Поэзия в главной своей сути есть непримиримая борьба с животным эгоизмом как в самом пишущем, так и в любом человеке и человечестве, борьба за свет в его душе против тьмы в ней же, и на этом пути, по всем критериям, няне души предъявляется ультиматум: либо она работает на эхо Мира, либо ей капут.
Слово Евгению Евтушенко:
«Начинаешь понимать, что есть вещи похуже войны. Трусость хуже, предательство хуже, эгоизм хуже».
«Безликость массовая ничем не лучше безликости личной. Дореволюционной литературной модой был индивидуализм, культ собственного «я». Блок инстинктивно пришёл к нравственному социализму: «И всё уж не моё, а наше, // и с миром утвердилась связь». «Но лишь небольшой поэт может быть рождён только искусством. Большой поэт – всегда внутри его. Так было с Пушкиным, и так было с Маяковским».

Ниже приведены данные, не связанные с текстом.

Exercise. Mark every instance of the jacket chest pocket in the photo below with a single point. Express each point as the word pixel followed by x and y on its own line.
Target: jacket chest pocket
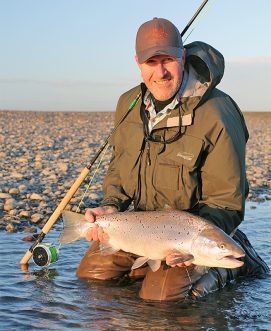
pixel 177 167
pixel 128 142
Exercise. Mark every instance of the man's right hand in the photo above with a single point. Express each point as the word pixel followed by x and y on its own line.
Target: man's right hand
pixel 97 233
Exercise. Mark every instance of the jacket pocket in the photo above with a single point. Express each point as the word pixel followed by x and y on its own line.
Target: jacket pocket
pixel 178 171
pixel 128 144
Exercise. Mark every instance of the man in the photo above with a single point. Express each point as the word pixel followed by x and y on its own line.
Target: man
pixel 182 146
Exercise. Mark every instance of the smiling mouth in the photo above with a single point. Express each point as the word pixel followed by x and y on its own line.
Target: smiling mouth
pixel 232 258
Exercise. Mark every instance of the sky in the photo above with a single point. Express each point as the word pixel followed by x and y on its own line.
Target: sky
pixel 78 55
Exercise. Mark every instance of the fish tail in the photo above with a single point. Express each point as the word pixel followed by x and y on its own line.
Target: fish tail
pixel 73 227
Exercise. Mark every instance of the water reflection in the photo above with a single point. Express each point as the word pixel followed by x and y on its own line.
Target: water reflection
pixel 54 299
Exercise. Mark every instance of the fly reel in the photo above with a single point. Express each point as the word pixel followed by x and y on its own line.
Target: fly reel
pixel 44 255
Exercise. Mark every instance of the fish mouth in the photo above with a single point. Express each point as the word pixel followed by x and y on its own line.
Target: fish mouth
pixel 233 260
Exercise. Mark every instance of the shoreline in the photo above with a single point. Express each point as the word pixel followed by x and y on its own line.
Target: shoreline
pixel 42 153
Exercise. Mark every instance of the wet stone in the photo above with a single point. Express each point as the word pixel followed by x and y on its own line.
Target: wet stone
pixel 35 218
pixel 10 204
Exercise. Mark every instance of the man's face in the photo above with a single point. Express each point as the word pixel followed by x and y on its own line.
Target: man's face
pixel 162 75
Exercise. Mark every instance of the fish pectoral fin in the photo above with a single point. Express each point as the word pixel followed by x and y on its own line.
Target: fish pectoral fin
pixel 154 264
pixel 175 258
pixel 106 248
pixel 139 262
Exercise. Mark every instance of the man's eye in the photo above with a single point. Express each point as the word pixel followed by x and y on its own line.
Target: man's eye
pixel 168 59
pixel 150 62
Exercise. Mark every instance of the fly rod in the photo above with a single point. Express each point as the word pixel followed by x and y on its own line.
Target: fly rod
pixel 194 17
pixel 73 189
pixel 53 218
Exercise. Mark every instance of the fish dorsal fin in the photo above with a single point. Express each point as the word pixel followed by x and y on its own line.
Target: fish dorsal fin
pixel 106 248
pixel 154 264
pixel 175 258
pixel 139 262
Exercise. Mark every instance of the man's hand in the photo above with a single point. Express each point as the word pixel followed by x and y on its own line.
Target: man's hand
pixel 172 260
pixel 97 233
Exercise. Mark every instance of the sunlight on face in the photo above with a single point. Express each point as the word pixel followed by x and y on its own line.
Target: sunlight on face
pixel 162 75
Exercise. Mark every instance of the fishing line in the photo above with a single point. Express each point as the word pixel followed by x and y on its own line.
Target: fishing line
pixel 92 178
pixel 200 18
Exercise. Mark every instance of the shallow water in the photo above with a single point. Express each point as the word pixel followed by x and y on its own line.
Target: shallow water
pixel 54 299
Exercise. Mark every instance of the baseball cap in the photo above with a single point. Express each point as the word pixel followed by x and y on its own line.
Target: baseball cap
pixel 158 37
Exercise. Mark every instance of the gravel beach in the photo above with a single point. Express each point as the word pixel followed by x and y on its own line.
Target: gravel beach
pixel 42 153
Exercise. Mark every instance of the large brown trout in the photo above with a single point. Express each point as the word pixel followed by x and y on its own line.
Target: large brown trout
pixel 153 235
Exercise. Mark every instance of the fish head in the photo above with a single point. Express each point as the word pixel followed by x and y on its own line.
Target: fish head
pixel 214 248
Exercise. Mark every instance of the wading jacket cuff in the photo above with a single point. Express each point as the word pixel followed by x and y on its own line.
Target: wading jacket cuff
pixel 110 202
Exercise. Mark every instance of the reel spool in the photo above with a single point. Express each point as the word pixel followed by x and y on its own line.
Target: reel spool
pixel 44 255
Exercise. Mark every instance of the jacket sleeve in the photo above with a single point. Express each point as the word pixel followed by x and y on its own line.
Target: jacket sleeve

«(Твардовский) однажды чуть не довёл меня до слёз, вылив ушат холодной воды на мою голову в присутствии всей редколлегии:
– Что вы всё о себе, да о себе пишете!
Его понимание поэзии не выносило того, что хоть немного походило на «ячество». Этим, на мой взгляд, он обеднял свою поэзию, ибо без рассвобождённого «я» и объективная действительность ограниченней. По-есенински рвануть рубаху на груди ему было не дано».
«Шостакович однажды сказал мне, что считает поэзию высшим жанром искусства».
«Поэзия обладает и силой музыки, но в то же время и силой точности слов, силой точности адреса». (Она, между строк и за ними (разум-чувство), обладает и тайной неопределённости, всеобъемлемости, нелинейности, не теряя при этом конкретности, и об этом мы поговорим далее, при описании критерия «Тайна»).
«Одна из самых страшных опасностей, подстерегающая человека, где бы он ни был – одиночество».
Она всегда рядом – плата за эго, за центропупизм, за отсутствие эха Мира. И, как следствие – скука, разложение души из-за деспотизма её няни. «Если я – только для себя – зачем я?» Да, уж эта милая нянечка – не Арина Родионовна.
Итак, главный враг души, враг поэзии, мечты, творчества и эха Мира назван. И он неизбежно будет подтачивать все остальные устои, остальные критерии, поэтому, чем раньше человек осознает этого врага и его одолеет, тем более у него шансов стать личностью, нравственным человеком и, как следствие, поэтом при условии следования, по меньшей мере, большинству остальных критериев поэзии. Но этот критерий – определяющий. Нравственен тот, кто неравнодушен ко всему на свете: «За всех расплАчусь, за всех расплАчусь».